Kosmetik in der Schwangerschaft was sollte man beachten

Deo in der Schwangerschaft: Aluminiumsalze vermeiden

Viele Deos enthalten Aluminiumsalze, welche die Schweißproduktion hemmen. Diese stehen jedoch im Verdacht, die Entstehung von Brustkrebs und Alzheimer zu fördern. Experten raten Schwangeren zur Vorsicht. Verwenden Sie stattdessen Deos aus zertifizierter Naturkosmetik, die keine Aluminiumsalze enthalten.

Nagellack in der Schwangerschaft: Aceton vermeiden

In Nagellacken und Nagellackentfernern sind Weichmacher und Lösungsmittel enthalten. Es ist unwahrscheinlich, dass die geringen Mengen gesundheitliche Folgen haben. Verwenden Sie acetonfreien Nagellack und Entferner und sorgen Sie für eine gute Belüftung beim Lackieren.

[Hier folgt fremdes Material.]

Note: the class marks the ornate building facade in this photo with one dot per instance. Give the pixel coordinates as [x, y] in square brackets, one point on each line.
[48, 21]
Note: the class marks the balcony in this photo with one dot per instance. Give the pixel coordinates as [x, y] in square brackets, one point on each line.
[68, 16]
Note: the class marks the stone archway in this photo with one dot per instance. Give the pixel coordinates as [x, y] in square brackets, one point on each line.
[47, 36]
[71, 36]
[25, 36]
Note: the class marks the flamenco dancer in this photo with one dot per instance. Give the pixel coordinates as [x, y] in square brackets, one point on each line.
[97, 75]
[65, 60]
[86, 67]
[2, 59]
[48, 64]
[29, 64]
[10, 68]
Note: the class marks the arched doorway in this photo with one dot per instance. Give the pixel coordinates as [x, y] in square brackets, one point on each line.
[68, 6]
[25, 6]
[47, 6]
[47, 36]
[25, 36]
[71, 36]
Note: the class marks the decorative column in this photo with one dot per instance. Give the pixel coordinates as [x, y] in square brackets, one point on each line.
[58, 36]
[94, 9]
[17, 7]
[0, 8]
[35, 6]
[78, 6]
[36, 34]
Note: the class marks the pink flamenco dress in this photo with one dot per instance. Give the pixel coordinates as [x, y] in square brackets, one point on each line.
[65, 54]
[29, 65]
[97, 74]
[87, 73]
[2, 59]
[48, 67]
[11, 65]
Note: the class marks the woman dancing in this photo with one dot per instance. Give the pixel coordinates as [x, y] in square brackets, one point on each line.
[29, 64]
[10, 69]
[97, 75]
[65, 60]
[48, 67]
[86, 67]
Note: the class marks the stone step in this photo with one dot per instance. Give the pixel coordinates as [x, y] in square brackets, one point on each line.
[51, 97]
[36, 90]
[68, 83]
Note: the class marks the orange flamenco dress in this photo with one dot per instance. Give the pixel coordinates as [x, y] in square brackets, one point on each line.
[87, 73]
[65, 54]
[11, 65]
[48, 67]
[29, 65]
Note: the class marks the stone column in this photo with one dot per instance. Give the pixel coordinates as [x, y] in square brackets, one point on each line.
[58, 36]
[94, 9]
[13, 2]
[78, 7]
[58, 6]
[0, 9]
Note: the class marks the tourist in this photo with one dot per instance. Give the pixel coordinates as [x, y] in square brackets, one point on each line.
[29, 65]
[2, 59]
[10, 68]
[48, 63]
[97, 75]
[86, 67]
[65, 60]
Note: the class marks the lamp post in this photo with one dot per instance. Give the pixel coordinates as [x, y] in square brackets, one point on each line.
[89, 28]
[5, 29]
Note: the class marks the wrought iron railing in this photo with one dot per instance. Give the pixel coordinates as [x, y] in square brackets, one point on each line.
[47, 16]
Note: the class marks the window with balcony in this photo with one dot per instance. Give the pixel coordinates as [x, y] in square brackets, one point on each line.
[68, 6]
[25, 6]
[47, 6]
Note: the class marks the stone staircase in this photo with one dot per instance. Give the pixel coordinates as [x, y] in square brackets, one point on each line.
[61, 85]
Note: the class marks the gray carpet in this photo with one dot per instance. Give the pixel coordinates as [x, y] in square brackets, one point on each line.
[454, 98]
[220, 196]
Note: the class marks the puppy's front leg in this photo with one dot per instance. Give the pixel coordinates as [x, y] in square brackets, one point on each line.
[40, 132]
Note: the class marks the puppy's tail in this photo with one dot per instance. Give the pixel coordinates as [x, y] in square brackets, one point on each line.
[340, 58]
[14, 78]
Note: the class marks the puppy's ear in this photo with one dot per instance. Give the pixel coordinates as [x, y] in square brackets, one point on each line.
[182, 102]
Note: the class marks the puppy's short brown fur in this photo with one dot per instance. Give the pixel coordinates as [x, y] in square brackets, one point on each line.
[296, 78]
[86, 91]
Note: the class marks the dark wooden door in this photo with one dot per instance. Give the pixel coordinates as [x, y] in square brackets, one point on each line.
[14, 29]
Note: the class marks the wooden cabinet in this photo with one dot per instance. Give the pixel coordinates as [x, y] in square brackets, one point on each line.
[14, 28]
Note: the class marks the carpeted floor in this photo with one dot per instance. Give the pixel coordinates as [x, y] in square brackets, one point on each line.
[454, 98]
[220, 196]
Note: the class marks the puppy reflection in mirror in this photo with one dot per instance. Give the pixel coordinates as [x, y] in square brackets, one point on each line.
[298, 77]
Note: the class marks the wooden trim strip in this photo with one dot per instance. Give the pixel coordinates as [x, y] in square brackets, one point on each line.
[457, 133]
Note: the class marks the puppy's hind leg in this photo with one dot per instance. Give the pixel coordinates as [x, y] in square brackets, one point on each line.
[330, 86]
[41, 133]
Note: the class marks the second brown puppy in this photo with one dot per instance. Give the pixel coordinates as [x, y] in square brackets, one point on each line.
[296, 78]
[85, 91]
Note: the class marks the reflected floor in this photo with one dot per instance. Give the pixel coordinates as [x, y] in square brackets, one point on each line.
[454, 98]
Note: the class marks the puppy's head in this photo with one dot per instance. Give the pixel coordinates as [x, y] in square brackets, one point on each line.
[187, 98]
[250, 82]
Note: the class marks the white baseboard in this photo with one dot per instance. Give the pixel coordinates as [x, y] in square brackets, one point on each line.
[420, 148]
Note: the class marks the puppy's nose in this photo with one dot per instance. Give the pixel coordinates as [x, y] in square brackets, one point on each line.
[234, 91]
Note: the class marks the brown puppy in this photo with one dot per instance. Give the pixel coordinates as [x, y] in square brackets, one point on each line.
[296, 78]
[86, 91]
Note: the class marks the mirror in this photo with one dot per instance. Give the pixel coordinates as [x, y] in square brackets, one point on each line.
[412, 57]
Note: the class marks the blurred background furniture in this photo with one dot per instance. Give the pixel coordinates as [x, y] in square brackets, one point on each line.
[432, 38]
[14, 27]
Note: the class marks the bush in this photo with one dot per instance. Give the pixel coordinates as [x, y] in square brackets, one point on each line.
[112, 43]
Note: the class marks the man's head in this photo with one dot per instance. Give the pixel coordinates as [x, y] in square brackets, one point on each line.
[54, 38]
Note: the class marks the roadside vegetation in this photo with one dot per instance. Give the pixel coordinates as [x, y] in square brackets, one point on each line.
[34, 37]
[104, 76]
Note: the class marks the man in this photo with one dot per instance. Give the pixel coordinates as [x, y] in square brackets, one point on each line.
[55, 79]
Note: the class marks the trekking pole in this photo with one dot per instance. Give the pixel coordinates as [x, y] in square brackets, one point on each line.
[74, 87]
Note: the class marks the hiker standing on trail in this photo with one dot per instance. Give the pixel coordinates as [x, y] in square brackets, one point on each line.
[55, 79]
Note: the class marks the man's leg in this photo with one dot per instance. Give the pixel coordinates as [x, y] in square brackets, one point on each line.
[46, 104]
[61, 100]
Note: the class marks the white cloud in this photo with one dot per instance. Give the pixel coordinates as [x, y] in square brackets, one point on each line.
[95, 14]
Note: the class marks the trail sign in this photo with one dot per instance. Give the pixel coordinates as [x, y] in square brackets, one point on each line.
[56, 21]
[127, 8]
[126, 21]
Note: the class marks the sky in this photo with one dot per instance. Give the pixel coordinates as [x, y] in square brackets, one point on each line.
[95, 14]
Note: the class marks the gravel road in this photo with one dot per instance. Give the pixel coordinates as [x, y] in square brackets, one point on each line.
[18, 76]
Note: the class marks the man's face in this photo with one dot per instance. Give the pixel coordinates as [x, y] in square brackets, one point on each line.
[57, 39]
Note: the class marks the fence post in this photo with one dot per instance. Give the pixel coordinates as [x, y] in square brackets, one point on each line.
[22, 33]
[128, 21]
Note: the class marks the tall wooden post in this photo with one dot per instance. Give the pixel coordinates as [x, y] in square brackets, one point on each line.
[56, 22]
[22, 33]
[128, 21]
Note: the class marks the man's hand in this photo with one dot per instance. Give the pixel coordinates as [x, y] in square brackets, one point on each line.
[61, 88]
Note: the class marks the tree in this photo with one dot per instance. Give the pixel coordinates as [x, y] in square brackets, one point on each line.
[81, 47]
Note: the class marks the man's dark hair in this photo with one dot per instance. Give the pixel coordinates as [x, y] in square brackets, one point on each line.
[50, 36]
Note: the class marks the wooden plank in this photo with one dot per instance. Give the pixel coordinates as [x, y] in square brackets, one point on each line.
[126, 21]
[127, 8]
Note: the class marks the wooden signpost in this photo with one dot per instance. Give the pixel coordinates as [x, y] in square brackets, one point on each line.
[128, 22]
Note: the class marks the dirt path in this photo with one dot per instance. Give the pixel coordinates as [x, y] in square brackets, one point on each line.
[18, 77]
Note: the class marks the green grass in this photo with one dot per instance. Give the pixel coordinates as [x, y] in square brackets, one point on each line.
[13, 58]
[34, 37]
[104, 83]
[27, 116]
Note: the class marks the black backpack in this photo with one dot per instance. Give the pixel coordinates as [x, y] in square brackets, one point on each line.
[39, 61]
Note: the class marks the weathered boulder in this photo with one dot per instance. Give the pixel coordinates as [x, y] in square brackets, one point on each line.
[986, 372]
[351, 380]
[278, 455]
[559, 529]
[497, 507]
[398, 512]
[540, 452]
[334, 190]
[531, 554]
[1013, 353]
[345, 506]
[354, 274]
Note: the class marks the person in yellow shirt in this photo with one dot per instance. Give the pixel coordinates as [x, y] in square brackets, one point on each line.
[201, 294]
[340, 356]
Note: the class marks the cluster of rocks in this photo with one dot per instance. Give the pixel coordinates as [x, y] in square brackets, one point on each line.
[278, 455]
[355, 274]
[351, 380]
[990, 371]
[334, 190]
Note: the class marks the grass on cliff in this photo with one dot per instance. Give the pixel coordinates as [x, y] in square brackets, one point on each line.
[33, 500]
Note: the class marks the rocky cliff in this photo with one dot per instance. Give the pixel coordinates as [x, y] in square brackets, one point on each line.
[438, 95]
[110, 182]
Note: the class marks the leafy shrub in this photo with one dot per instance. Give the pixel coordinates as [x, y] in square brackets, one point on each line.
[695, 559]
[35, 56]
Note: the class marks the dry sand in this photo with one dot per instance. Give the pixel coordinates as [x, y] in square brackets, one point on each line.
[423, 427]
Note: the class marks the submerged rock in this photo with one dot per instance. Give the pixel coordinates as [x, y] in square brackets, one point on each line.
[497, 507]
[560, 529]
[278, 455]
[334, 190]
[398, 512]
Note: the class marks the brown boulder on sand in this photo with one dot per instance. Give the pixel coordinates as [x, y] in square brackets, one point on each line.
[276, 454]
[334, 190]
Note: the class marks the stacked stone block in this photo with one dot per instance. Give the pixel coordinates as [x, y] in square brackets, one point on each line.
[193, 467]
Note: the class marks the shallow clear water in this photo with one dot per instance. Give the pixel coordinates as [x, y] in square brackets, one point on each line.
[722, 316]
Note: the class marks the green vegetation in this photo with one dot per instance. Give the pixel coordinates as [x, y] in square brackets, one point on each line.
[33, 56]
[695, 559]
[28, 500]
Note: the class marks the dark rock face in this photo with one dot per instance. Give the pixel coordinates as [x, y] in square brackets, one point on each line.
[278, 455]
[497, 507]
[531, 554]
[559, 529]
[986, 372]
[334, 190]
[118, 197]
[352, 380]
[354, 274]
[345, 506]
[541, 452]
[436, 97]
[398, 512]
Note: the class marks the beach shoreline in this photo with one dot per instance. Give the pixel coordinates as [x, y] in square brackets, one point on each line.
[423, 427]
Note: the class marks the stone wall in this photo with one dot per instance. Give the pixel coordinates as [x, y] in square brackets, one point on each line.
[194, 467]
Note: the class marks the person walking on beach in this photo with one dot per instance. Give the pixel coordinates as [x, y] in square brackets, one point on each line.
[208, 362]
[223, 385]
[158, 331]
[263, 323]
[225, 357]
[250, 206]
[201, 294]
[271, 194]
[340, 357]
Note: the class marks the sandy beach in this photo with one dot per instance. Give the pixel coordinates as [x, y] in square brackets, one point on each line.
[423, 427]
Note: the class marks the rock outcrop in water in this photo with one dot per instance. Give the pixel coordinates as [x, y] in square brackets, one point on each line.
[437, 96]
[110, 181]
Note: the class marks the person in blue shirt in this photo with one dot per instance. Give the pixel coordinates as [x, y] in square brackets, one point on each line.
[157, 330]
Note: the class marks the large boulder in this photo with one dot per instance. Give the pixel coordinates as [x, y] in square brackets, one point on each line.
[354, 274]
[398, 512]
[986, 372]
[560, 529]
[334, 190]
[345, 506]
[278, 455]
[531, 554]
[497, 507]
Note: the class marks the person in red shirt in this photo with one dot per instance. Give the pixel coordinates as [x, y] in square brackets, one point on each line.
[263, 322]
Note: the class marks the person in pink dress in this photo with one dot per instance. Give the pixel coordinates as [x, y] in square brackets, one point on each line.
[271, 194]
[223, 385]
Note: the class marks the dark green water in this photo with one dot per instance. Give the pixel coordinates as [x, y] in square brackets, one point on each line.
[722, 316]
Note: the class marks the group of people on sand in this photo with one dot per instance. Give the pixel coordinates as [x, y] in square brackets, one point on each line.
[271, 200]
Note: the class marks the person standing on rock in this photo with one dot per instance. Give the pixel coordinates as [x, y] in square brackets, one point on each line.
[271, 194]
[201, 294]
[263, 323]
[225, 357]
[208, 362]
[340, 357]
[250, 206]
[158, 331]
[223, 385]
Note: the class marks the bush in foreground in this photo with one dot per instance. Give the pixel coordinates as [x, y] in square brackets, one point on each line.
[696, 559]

Haare färben in der Schwangerschaft: Natürliche Alternativen nutzen

Bestimmte Stoffe in Haarfärbemitteln können Allergien hervorrufen oder das Erbgut schädigen. Verwenden Sie alternativ Naturprodukte oder Hennafarben, Farbshampoos oder färben Sie einzelne Strähnchen.

Natürliche Pflegeprodukte für die Schwangerschaft

Natürliche Pflegeprodukte sind optimal für Ihre Schwangerschaft. Zertifizierte Naturkosmetik enthält keine chemischen Substanzen wie Parabene, Aluminium oder Phtalate. Kontrollieren Sie alle Produkte auf ihre Inhaltsstoffe, um die Verwendung von schädlichen Chemikalien zu vermeiden.

Einige Vorteile natürlicher Pflegeprodukte:

  • Keine schädlichen Chemikalien wie Parabene, Aluminium oder Phtalate
  • Besser für den Säure-Basen-Haushalt
  • Vermeidung von Hautreizungen und Allergien

Fazit

Es ist wichtig, während der Schwangerschaft auf die Inhaltsstoffe von Kosmetikprodukten zu achten. Vermeiden Sie Produkte mit Phtalaten, Aluminiumsalzen und anderen schädlichen Chemikalien. Nutzen Sie stattdessen natürliche Alternativen und befolgen Sie die Empfehlungen zur Anwendung von Haarspray und anderen Kosmetika. So können Sie Ihre Beauty-Routine weiterhin genießen, ohne die Gesundheit Ihres Babys zu gefährden.